CJCE, 4e ch., 15 janvier 1985, n° 253-83

COUR DE JUSTICE DES COMMUNAUTÉS EUROPÉENNES

Arrêt

PARTIES

Demandeur :

Sektkellerei C. A. Kupferberg & Cie KG a. A.

Défendeur :

Hauptzollamt Mainz

CJCE n° 253-83

15 janvier 1985

LA COUR,

1. Par ordonnance du 6 octobre 1983, parvenue au greffe de la Cour le 11 novembre suivant, le Finanzgericht Rheinland-Pfalz a posé, en vertu de l'article 177 du traité CEE, une question préjudicielle relative à l'interprétation des articles 37 et 95 du traité CEE ainsi que de l'article 3 de l'accord entre la CEE et l'Espagne du 29 juin 1970 (JO L 182, p. 1) et de l'article 21, premier alinéa, de l'accord entre la CEE et la République portugaise du 22 juillet 1972 (JO L 301, p. 164).

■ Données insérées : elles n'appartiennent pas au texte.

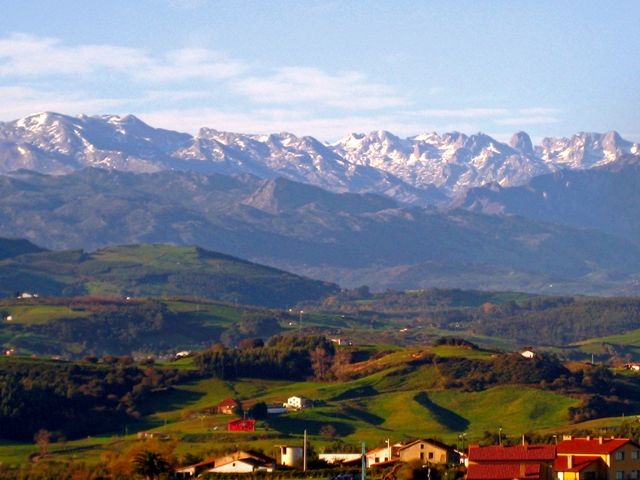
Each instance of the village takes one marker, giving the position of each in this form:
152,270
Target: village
565,458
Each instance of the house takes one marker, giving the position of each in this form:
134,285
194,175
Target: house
428,450
619,458
504,471
238,462
241,425
496,462
156,435
228,406
194,470
291,455
26,295
383,454
297,403
276,409
588,467
334,458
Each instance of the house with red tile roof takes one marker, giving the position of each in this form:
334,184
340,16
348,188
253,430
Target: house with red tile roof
497,462
587,467
228,406
619,457
504,471
241,425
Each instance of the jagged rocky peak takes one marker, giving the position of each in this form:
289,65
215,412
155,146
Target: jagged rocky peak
521,141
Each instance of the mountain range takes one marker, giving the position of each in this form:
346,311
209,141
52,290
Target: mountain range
420,170
447,210
150,270
349,239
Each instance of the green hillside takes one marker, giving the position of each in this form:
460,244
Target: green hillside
156,270
400,401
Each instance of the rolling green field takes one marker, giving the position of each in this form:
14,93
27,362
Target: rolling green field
394,402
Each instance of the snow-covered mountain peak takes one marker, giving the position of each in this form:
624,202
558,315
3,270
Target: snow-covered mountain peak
407,169
521,141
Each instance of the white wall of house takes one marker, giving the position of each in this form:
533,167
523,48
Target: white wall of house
290,456
338,457
236,466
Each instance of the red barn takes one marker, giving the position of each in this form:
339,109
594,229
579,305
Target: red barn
241,425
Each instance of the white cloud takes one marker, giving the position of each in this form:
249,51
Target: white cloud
539,111
527,120
294,85
29,56
17,102
298,121
26,55
461,112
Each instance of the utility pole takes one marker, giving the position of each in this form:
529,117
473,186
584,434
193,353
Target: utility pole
304,453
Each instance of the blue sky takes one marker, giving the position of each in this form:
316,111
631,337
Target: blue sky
550,68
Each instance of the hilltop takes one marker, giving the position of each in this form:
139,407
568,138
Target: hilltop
154,270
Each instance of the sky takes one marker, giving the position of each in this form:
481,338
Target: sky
551,68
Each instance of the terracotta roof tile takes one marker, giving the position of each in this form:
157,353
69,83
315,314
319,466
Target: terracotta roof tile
503,471
516,453
577,463
591,446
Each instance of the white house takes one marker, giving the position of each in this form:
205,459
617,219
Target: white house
297,403
238,462
291,456
27,295
339,457
241,465
276,409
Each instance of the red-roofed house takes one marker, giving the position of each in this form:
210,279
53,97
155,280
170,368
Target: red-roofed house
530,462
228,406
240,425
504,471
588,467
620,456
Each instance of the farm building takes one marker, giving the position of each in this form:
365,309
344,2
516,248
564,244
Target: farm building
241,425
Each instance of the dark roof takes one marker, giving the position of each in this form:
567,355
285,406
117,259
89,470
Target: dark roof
498,453
578,463
503,471
591,446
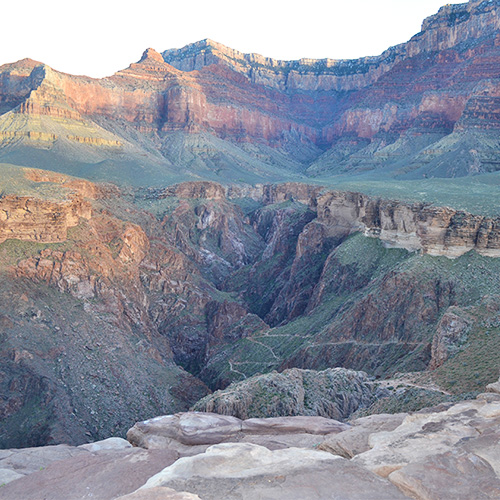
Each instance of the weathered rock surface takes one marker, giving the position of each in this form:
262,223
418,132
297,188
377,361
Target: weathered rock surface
355,440
448,476
104,475
251,471
432,230
451,334
334,393
495,387
199,429
159,493
425,107
425,435
446,453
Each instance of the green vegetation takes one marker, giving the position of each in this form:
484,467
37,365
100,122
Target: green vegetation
409,400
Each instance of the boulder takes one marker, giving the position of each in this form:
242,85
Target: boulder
355,440
191,433
190,428
102,476
454,475
423,435
494,387
246,471
159,494
334,393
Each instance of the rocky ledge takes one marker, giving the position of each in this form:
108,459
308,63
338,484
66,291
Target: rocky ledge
447,452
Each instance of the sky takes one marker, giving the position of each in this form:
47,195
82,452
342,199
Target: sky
99,37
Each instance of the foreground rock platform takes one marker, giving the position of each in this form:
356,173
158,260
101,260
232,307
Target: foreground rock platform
448,452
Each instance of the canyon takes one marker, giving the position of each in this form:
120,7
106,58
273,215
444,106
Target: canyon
284,267
426,108
221,284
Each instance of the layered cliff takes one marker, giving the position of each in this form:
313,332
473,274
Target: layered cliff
427,107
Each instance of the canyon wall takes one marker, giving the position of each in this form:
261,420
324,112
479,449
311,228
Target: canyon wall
439,80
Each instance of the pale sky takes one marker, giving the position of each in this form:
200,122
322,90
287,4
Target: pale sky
99,37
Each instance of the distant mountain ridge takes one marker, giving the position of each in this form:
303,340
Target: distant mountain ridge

2. Cette question a été soulevée dans le cadre d'un litige mettant en cause la compatibilité avec ces dispositions du montant du droit compensatoire de monopole fixé par le Hauptzollamt Mainz sur les alcools importés par la société Kupferberg, demanderesse au principal, en provenance de Grande-Bretagne (whisky), des Pays-Bas (genièvre et liqueurs), de France (armagnac et pruneaux), d'Espagne (Xeres) et du Portugal (porto) et mis en libre pratique en République fédérale d'Allemagne entre le 1er et le 17 mars 1976.

3. La loi allemande du 8 avril 1922 sur le monopole de l'alcool, avant son aménagement par la loi du 2 mai 1976, soumettait, ainsi que la Cour l'a déjà rappelé dans plusieurs arrêts, l'alcool à un impôt de consommation qui frappait celui-ci sous trois formes différentes selon qu'il s'agissait :

a) d'alcool exploité par l'administration du monopole qui, conformément à l'article 85, paragraphe 1, de la loi sur le monopole de l'alcool était soumis à l'impôt sur l'alcool (branntweinsteuer) ;

b) d'alcool exempt de l'obligation de livraison au monopole (certains alcools de céréales et de fruits) ou non-livré à celui-ci en violation de ladite obligation, pour lequel l'article 78 prévoyait le paiement d'une surtaxe sur l'alcool (branntweinaufschlag). Cette surtaxe correspondait à la différence entre le prix de vente normal de l'alcool de monopole et son prix de base, déduction faite d'un montant moyen forfaitaire des frais que l'Administration du monopole n'avait pas à supporter en ne prenant pas en charge ledit alcool. En vertu de l'article 79, alinéas 2 à 8 et de l'article 79 (a), la surtaxe sur l'alcool était, dans certaines conditions, réduite ou augmentée, en fonction notamment de critères concernant le type de distillerie, les quantités produites et la matière première utilisée. En principe, le montant de la surtaxe était toujours supérieur à celui de l'impôt sur l'alcool, la différence entre ces deux montants étant appelée la crête de la surtaxe ;

c) d'alcool importé, lequel, conformément à l'article 151, paragraphe 1, de la loi sur le monopole de l'alcool, était soumis à un droit compensatoire de monopole. Ce droit était calculé de la même manière que la surtaxe sur l'alcool, sous réserve qu'aucune déduction d'un montant forfaitaire des frais économisés par l'administration du monopole n'était opérée, puisque aux termes de l'article 152, alinéa 1, 1) de la loi sur le monopole qui en déterminait le montant, 'le droit compensatoire de monopole représente la différence entre le prix de vente normal de l'alcool et le prix de base de l'alcool'. La partie du droit compensatoire de monopole qui dépassait l'impôt sur l'alcool était appelée crête du droit compensatoire de monopole.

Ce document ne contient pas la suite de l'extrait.